Isaac the Alchemist: Secrets of Isaac Newton, Reveal'd by Mary Losure $28
An intelligent illustrated biography for young readers, giving insight into Newton's boyhood and the set of conceptions about nature from which he undertook his experiments and formed his theories.
Five Strings by Apirana Taylor $35
Puti and Mack live out their hopeless lives in a haze of smoke and alcohol addiction, accompanied by a host of others eking out a barren existence on the fringes of society. Who will be redeemed and who will fail to get out alive?
The Moth: All these wonders, True stories about facing the unknown edited by Catherine Burns $33
The concept is simple: get people in front of an audience to tell a true story from their own experience. The Moth as a performance evening soon became a popular phenomenon. This is the second book flung from the storytelling centrifuge, the first being, simply, The Moth.
"Enthralling, funny and moving." - The Times
>> There is a wide selection of Moth stories to watch on their video channel.
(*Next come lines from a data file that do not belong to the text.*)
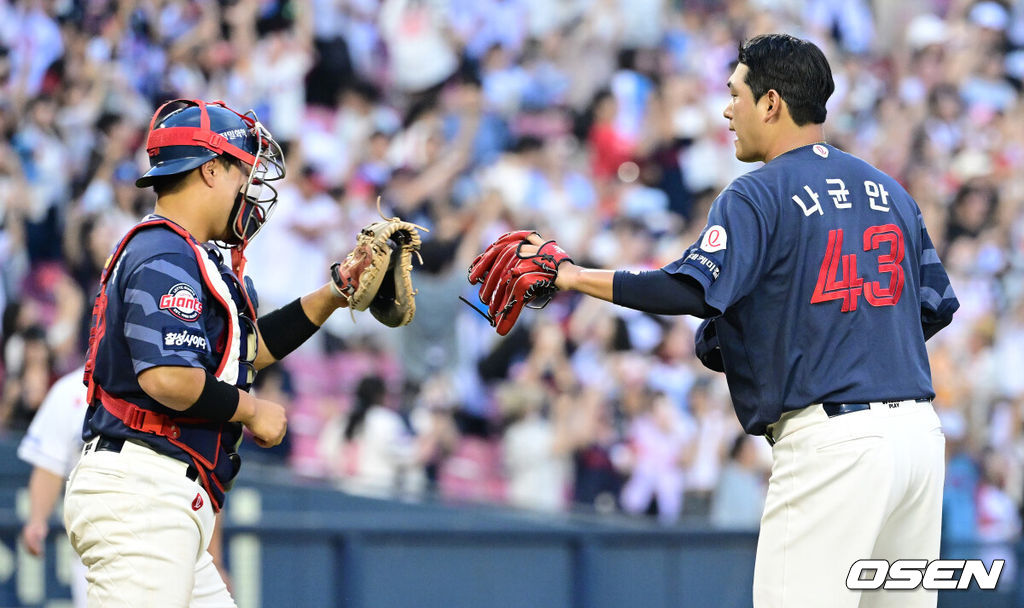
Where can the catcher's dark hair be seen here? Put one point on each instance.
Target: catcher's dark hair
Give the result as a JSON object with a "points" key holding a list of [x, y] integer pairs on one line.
{"points": [[796, 69], [166, 184]]}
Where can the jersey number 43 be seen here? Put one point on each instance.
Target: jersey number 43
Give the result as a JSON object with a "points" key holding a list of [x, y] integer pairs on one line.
{"points": [[838, 277]]}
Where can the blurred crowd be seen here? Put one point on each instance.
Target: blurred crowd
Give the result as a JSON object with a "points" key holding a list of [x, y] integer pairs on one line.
{"points": [[598, 122]]}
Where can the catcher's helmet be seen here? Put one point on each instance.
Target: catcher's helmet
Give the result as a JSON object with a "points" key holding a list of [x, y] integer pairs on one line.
{"points": [[186, 133]]}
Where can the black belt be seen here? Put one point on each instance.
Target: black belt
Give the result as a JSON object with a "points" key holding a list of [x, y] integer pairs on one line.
{"points": [[104, 443], [834, 409]]}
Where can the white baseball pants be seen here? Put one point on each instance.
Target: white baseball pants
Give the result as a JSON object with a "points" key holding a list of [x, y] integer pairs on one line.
{"points": [[861, 485], [135, 520]]}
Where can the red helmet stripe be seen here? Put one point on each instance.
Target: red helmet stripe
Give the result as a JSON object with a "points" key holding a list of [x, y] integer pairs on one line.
{"points": [[193, 136]]}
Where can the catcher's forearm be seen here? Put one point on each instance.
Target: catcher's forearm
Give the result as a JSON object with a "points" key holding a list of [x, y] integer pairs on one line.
{"points": [[586, 280], [286, 329]]}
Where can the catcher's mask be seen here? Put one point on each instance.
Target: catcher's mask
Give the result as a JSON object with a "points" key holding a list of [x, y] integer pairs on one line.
{"points": [[186, 133]]}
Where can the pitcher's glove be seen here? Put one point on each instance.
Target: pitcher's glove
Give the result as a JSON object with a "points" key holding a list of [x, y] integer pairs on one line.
{"points": [[512, 279], [377, 274]]}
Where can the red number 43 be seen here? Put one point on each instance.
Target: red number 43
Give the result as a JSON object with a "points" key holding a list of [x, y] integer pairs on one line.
{"points": [[838, 276]]}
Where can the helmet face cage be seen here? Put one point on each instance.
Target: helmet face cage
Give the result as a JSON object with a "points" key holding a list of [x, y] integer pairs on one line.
{"points": [[259, 197]]}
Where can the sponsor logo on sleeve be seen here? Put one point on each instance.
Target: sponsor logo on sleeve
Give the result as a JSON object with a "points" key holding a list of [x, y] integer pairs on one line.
{"points": [[182, 302], [714, 240], [706, 264], [184, 339]]}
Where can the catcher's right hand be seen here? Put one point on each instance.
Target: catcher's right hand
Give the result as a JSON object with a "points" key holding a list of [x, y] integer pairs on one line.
{"points": [[518, 269], [377, 274]]}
Let Go My Hand by Edward Docx $35
A dying man sets off on a final road trip across Europe with his middle-aged sons. Will they survive the unspoken presence of corrosive family secrets?
"Unforgettable. Not since What a Carve Up! has there been such an absorbing indictment of the family." - Independent
"Docx has a gift for assessing 'the exact shape and weight of other people's inner selves, the architecture of their spirit' and even his most ancillary characters flare into being, vital and insistent." - The New Yorker
Hoopla Poetry Series #4 $25 each
Emerging and established New Zealand voices.
Family History by Johanna Emeny
Dylan Junkie by Jeffrey Paparoa Holman
Wolf by Elizabeth Morton
Walt Whitman's Guide to Manly Health and Training by Walt Whitman $25
Shortly before the third edition of Leaves of Grass was published, Whitman pseudononymously published a series of newspaper columns on everything from diet to exercise to grooming to alcohol to dancing to sports. Rediscovered and attributed after 150 years, this work is, today, endlessly amusing.